Говорили путники между собой мало, поскольку разговоры, как оказалось, тоже отнимают силы. Да и не хотелось ни о чём говорить. Но всё же во время очередного привала Игорь спросил Друида:
— Слушай, а это древнее божество — Ящер, оно злое или доброе?
— Мне кажется: ни то, ни другое.
— Это как?
— Ну, это категории нашего человеческого мышления. А их категории — богов, находятся за гранью нашего понимания и нашей логики.
— Не злой и не добрый… — пробормотал Игорь, пытаясь хоть приблизительно понять, что это за состояние.
— Вот, к примеру, молния бьёт в дерево и разбивает его в щепы. Или даже в человека и убивает его насмерть. Мы, люди, можем охарактеризовать это как зло. А молния — это стихия, она не зло и не добро, она существует и всё.
— Погоди, — не согласился Игорь, — почти во всех религиях молния, это карающее орудие бога. И вот в язычестве твоём, насколько я знаю, тоже есть бог, который ею управляет.
— Перун.
— Да, Перун. Так что когда молния попадает в какого-нибудь беднягу, с точки зрения религии, это не бессмысленная стихия, это вполне осмысленный поступок бога. Взял и убил. А раз так, то это либо справедливо, например, если это возмездие за какой-нибудь грех, либо не справедливо. Соответственно, либо зло, либо добро.
— Вот в этом-то и кроется заблуждение. Людям свойственно наделять богов своими человеческими чертами. Поэтому в человеческой мифологии боги бывают добрые, злые, жадные, мстительные и даже глупые. Но это всё от непонимания сути божественных проявлений. Боги мыслят другими, как мне кажется, понятиями. Не добро или зло. А свет и тьма, например.
— А разве это не то же самое? Свет — это добро, тьма — зло.
— Нет, не тоже. И свет, и тьма, они оба необходимы для существования вселенной. Мы привыкли считать, что без света нет жизни, что свет — это олицетворение всего доброго, а тьма — всего злого. Но и без тьмы точно так же нет жизни. Они оба: и свет, и тьма участвуют в её зарождении. Не борются друг с другом, как добро и зло, а вместе участвуют в становлении и сохранении законов вселенной.
Поэтому, когда молния бьёт какого-нибудь бедолагу, даже если он совсем не злодей, а, напротив, очень даже хороший и порядочный человек, это происходит в соответствии с законами вселенной, суть которых нам не понять. Как не понять травинке, которую выдергивает крестьянин со своего огорода, почему именно к ней так жестока судьба и почему неведомые силы уничтожают её, хотя она никому зла не причинила. Но, что крестьянину до её убогих представлений о добре и зле?
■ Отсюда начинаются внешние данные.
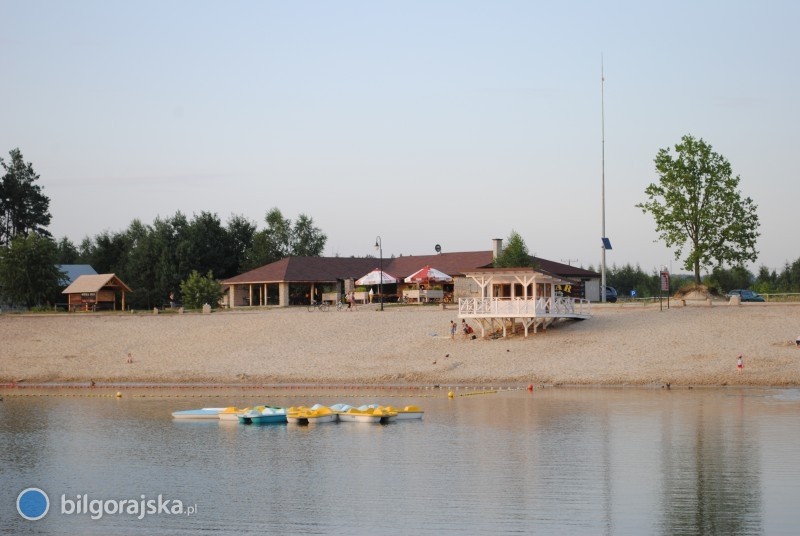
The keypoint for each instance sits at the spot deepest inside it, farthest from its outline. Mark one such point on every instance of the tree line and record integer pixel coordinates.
(153, 259)
(719, 281)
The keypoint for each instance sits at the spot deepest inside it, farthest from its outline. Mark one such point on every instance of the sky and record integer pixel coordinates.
(422, 122)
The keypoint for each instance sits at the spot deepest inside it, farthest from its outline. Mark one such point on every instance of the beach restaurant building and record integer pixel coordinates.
(299, 280)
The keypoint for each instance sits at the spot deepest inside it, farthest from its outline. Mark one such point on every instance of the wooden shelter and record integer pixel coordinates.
(526, 295)
(90, 292)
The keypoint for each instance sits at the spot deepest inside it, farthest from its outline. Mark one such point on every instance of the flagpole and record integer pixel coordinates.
(603, 178)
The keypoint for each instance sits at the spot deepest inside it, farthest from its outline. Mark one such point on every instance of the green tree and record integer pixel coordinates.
(29, 273)
(67, 252)
(23, 207)
(696, 203)
(280, 240)
(240, 235)
(515, 254)
(198, 290)
(307, 240)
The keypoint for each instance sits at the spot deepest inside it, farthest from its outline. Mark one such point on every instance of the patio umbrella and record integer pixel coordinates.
(374, 278)
(428, 274)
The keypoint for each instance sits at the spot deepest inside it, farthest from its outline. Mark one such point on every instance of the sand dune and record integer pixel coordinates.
(405, 345)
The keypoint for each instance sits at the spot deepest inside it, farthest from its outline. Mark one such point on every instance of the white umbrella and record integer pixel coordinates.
(427, 274)
(374, 278)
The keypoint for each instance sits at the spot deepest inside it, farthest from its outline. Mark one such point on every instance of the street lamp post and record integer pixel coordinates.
(379, 248)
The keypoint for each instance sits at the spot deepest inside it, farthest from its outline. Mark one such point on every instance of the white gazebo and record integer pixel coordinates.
(526, 295)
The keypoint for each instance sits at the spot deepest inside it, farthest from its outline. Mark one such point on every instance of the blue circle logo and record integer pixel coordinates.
(33, 504)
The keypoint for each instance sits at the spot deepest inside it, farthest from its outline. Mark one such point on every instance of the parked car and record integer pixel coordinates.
(746, 295)
(611, 294)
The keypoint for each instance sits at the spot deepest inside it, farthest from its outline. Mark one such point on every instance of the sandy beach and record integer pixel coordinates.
(632, 344)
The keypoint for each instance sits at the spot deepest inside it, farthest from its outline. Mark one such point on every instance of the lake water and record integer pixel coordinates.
(555, 461)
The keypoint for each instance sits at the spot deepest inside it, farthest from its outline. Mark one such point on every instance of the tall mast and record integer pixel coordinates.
(603, 177)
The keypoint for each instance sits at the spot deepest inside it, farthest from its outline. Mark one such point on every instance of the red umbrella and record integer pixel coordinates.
(428, 274)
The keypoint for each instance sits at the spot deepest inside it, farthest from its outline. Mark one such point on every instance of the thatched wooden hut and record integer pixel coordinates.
(92, 292)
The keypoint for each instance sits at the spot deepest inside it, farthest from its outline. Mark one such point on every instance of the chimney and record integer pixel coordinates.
(497, 247)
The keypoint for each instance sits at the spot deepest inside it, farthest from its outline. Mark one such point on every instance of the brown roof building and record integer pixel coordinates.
(298, 280)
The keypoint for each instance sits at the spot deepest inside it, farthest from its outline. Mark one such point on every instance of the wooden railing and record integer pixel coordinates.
(519, 307)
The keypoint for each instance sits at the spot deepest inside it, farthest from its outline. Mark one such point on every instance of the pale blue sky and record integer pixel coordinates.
(424, 122)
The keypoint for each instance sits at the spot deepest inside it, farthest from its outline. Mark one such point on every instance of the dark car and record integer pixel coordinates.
(746, 295)
(611, 294)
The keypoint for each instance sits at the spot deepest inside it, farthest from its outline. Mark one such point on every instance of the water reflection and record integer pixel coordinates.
(579, 461)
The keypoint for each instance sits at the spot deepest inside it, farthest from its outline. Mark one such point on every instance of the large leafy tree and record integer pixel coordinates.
(307, 240)
(198, 290)
(281, 239)
(515, 254)
(29, 273)
(24, 208)
(697, 205)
Она просто не там растёт, вот и всё.
— Короче, неисповедимы пути господни.
Друид усмехнулся:
— Ну, типа того.
— Стало быть, этот Ящер, он не злой и не добрый, он как стихия, живёт по законам, которые нам не понять.
— Наверное, да. Я сейчас не утверждаю что-то, что знаю твёрдо. Я, скорее, рассуждаю вместе с тобой.
— Ладно. И как же нам выжить, столкнувшись со стихией?
— Очевидно, не нарушать законов, по которым она живёт.
— Как мы можем их не нарушать, если мы о них ничего не знаем?
— Думаю, всё же знаем, на каком-то глубинном уровне. В каждом из нас есть свет и есть тьма. Мы тоже часть этого мира. Что наверху, то и внизу, как сказал кто-то из великих древних. В нас есть это знание, нужно только увидеть его в себе. Я думаю, иногда оно проявляется в виде обострённой интуиции, подсказывающей как нам поступить в экстремальной ситуации.
— Прислушиваться к своей интуиции, — скептически поджав губы, повторил Игорь.
— Да, другими словами, если ты трава на огороде, то, чтобы тебя не выдернул крестьянин, нужно быть или полезной травой, или расти там, где ты ему не мешаешь.
Игорь замолчал, пытаясь осмыслить это. Однако мысли путались и уплывали, незаметно смешиваясь с какими-то совершенно посторонними образами. Усталость наваливалась незаметно, вкрадчиво утяжеляя веки. Игорь не заметил, как закрылись глаза, и он задремал.
Друид сидел, опершись спиной на каменный выступ и вытянув ноги поперёк тропы. Ноги его до половины свисали в пропасть, но это не причиняло никаких неудобств, напротив, даже лучше расслабляло натруженные мышцы. Он видел, что Игорь задремал, но сам уснуть не мог, чувство гнетущей тревоги не покидало его с тех пор, как они в одно утро потеряли Андрея и расстались с Женей. Тревога скреблась в груди, рождая мысли тягучие и тяжёлые.